Wiese und Weide | 15. April 2026

Verbandsinitiative gegen Jakobskreuzkraut an Straßenrändern

Jakobskreuzkraut am Fahrbahnrand (Symbolbild, KI-generiert)

Um die Ausbreitung der Giftpflanze zu bremsen, setzen sich WLV und RLV für die konsequente Pflege von Straßenrändern zum Schutz von Weideflächen und Tieren ein.

Das Auftreten von Jakobskreuzkraut hat in den vergangenen Jahren in vielen Regionen deutlich zugenommen. Besonders entlang von Straßenrändern, Böschungen und Wegrändern hat sich die Pflanze stark ausgebreitet und von dort aus in angrenzende Wiesen und Weiden.

Risikopflanze Jakobskreuzkraut

Für die Landwirtschaft stellt das Jakobskreuzkraut ein erhebliches Risiko dar, da die Pflanze giftige Pyrrolizidin-Alkaloide enthält, welche zu chronischen Leberschäden führen. Gelangt sie in Futterbestände, ist dies insbesondere für Pferde und Rinder problematisch.

WLV und RLV haben deshalb den Landesbetrieb Straßenbau Nordrhein-Westfalen und den Städte- und Gemeindebund NRW angesprochen. Ziel war es, auf die Bedeutung einer Mahd von Straßenrändern vor Beginn der Blüte des Jakobskreuzkrautes (in der Regel ab Anfang Juni) hinzuweisen. Durch eine rechtzeitige Mahd kann die Samenbildung verhindert und die Ausbreitung auf landwirtschaftliche Flächen deutlich verlangsamt werden.

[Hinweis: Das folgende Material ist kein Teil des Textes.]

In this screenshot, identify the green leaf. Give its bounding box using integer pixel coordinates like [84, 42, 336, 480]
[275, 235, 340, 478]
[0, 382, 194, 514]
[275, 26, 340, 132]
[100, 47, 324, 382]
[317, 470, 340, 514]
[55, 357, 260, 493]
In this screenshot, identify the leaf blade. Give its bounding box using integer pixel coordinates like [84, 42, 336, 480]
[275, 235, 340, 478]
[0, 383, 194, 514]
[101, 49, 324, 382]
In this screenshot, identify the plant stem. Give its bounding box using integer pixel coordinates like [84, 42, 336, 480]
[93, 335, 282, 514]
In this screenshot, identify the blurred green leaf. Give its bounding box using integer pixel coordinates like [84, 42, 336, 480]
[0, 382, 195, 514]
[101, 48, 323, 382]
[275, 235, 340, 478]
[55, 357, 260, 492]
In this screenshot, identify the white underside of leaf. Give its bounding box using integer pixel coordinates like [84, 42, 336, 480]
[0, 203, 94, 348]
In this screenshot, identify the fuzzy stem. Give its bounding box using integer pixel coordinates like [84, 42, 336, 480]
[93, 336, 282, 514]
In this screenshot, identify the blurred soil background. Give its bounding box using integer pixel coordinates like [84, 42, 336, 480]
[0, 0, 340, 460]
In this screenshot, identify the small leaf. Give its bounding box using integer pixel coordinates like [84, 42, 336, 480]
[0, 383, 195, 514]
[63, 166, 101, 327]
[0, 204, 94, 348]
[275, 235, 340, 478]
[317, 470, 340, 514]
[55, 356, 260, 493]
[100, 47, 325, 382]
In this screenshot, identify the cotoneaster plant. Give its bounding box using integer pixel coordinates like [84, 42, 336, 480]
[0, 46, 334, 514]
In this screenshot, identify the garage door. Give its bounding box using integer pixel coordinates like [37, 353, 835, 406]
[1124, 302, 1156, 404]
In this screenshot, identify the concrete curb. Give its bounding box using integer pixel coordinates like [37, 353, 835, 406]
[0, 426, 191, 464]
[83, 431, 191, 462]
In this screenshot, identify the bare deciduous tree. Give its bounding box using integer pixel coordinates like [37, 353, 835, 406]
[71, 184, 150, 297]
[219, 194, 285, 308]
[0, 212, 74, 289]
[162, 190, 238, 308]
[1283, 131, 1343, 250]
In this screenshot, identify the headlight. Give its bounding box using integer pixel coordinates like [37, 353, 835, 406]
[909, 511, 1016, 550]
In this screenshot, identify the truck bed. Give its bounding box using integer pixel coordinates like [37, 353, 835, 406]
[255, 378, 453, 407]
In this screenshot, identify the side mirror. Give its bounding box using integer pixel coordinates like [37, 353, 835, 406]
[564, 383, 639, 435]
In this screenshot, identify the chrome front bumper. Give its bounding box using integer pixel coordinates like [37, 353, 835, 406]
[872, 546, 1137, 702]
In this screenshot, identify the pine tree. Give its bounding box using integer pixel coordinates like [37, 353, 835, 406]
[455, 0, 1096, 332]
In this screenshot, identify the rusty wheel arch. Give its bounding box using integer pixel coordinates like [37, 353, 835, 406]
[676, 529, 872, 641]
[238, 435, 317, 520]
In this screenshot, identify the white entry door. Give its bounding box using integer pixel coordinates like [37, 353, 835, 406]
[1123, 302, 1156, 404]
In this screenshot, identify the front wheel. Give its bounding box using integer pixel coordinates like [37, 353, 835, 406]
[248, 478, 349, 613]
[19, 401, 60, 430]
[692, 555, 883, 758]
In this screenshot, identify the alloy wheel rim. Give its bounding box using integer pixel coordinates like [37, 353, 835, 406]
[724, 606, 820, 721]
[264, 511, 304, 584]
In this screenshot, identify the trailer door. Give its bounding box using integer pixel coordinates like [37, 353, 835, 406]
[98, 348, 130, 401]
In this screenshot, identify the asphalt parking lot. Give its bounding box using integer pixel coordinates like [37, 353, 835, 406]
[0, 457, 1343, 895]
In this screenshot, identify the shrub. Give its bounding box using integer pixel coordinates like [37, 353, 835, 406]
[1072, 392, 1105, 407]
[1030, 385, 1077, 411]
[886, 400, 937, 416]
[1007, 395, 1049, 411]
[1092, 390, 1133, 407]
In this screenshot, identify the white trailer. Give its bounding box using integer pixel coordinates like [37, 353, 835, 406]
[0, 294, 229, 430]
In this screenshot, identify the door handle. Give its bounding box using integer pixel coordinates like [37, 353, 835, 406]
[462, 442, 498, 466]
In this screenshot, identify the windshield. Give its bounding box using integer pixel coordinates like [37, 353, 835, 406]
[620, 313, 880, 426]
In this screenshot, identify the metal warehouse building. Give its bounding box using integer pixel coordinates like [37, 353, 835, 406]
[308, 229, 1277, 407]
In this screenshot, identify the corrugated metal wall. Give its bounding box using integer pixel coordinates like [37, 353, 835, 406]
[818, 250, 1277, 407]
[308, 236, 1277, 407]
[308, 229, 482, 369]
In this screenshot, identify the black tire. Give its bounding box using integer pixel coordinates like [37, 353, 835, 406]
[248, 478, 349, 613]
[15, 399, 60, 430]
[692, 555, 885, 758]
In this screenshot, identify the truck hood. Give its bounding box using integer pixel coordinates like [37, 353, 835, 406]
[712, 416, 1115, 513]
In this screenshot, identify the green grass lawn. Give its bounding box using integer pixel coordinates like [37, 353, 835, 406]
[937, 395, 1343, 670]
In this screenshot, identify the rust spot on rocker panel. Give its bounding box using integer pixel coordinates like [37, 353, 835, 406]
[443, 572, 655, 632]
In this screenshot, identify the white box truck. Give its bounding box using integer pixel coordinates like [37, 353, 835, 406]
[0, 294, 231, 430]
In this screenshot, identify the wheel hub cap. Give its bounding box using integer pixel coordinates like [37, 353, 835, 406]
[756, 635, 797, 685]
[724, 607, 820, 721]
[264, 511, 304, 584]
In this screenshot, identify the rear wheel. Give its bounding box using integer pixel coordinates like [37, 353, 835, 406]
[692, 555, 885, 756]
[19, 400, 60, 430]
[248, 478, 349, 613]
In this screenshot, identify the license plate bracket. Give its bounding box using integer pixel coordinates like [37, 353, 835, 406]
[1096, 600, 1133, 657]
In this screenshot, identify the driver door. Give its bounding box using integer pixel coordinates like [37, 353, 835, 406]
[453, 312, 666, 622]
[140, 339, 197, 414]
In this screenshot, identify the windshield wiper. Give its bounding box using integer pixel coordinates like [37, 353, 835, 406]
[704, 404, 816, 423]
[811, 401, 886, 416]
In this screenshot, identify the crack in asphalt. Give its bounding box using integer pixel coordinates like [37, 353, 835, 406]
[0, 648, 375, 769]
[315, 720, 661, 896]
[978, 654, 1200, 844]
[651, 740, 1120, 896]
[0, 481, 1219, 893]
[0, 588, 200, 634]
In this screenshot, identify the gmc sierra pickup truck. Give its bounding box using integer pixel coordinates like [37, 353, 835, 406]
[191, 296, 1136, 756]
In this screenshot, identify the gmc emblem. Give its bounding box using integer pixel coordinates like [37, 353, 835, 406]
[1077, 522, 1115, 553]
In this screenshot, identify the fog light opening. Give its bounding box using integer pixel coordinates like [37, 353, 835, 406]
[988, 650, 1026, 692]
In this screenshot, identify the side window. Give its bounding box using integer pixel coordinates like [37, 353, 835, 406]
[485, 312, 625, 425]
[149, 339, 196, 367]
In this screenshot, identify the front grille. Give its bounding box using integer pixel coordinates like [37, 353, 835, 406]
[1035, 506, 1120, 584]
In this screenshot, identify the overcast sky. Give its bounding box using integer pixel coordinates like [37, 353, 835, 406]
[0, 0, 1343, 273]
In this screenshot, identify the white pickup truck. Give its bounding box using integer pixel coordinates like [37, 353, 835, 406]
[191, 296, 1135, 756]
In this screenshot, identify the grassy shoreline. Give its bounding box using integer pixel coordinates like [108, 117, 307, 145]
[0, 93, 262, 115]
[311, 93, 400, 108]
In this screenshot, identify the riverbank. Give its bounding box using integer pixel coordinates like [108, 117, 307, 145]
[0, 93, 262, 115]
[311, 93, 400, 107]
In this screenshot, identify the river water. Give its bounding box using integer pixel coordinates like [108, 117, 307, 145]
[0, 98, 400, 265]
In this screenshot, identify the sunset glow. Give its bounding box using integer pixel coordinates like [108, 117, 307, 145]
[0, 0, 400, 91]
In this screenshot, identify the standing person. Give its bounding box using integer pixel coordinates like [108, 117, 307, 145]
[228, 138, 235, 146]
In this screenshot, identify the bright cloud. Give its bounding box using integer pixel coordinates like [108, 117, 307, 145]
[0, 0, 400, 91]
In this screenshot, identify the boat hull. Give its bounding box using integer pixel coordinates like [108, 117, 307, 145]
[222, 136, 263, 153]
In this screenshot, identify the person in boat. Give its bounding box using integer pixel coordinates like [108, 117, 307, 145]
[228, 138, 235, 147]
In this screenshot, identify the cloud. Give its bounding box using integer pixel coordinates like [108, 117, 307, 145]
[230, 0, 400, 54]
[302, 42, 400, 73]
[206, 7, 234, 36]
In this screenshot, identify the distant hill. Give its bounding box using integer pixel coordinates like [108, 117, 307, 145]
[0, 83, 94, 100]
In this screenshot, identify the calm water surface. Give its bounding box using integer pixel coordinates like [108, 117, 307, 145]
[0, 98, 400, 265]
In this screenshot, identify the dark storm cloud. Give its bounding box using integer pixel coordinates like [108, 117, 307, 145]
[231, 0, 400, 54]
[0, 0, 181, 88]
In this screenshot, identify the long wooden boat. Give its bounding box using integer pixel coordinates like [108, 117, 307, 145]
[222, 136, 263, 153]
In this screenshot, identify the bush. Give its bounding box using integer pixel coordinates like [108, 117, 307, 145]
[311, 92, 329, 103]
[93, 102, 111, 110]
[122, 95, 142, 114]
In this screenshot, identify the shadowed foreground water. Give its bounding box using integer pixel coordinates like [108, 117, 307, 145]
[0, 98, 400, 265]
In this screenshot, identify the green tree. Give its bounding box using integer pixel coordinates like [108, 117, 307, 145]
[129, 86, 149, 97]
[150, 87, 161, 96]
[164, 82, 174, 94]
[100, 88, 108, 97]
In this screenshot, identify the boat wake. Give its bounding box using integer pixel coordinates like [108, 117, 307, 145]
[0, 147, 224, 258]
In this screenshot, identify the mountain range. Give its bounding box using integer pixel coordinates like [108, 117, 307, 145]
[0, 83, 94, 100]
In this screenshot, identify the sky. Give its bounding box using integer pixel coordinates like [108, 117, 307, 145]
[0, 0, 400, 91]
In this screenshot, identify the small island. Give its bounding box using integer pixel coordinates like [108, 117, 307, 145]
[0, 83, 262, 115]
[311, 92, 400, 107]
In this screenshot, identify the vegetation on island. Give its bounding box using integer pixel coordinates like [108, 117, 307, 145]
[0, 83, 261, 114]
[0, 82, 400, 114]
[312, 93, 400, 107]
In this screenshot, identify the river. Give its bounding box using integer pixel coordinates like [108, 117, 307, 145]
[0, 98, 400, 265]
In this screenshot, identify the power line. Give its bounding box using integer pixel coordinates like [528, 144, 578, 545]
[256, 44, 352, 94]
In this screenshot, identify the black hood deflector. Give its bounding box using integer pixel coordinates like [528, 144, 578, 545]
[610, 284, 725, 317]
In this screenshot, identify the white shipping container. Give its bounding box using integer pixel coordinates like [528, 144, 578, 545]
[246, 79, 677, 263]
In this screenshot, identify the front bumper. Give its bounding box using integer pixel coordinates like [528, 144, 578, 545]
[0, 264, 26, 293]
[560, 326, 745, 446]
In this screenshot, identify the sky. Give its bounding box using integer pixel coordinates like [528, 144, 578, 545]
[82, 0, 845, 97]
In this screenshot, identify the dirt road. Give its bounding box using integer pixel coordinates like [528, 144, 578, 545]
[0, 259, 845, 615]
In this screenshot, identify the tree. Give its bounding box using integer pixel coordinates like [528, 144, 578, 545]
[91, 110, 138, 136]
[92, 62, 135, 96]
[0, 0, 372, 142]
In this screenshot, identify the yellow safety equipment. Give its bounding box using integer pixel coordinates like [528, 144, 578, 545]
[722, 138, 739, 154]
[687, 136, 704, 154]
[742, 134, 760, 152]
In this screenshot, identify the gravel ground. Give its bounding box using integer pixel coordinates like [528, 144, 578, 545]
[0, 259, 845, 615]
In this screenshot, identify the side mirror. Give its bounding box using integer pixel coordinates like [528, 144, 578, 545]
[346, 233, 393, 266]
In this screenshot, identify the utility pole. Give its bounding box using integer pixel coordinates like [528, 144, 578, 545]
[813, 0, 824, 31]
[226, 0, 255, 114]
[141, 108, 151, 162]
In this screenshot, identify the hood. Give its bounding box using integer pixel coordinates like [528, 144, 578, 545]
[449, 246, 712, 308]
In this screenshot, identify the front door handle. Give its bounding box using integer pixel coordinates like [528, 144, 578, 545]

Mit dieser vergleichsweise einfachen Maßnahme lässt sich ein wichtiger Beitrag zum Schutz von Wiesen, Weiden und der Futterqualität leisten.

Das macht Jacobskreuzkraut so gefährlich!

Die Landwirtschaftskammer warnt eindringlich vor der zunehmenden Ausbreitung des Jakobskreuzkrauts (Senecio jacobaea) in Nordrhein-Westfalen. Obwohl es sich um eine heimische Pflanze handelt, tritt sie seit etwa 2004 regional stark vermehrt auf, vor allem auf extensiv genutzten Weiden, Stilllegungsflächen, Böschungen und Wegrändern. Besonders problematisch ist das Jakobskreuzkraut wegen seiner hohen Giftigkeit für Nutztiere. Bereits geringe, über längere Zeit aufgenommene Mengen können tödlich sein.

Wichtig für die Praxis ist:

  • Jakobskreuzkraut darf nicht verfüttert werden

  • Ziel jeder Maßnahme ist die Verhinderung der Samenbildung

  • Einzelpflanzen sollten vor der Blüte ausgestochen werden (mit Handschuhen)

  • Größere Bestände sind spätestens zu Blühbeginn mähen

  • der Wechsel von Mahd und Beweidung schwächt die Bestände

  • Lücken im Grünland sollten zügig nachgesät werden, um Neuansiedlungen zu verhindern.

  • Bei stärkerem Befall ist eine chemische Bekämpfung kaum zu umgehen. Vor der Anwendung sollte die Spezialberatung der Landwirtschaftskammer eingeschaltet werden.

  • Stark belasteter Aufwuchs kann sicher in der Biogasanlage verwertet werden.

Konsequente Pflege und frühes Handeln sind entscheidend, um eine weitere Ausbreitung zu verhindern.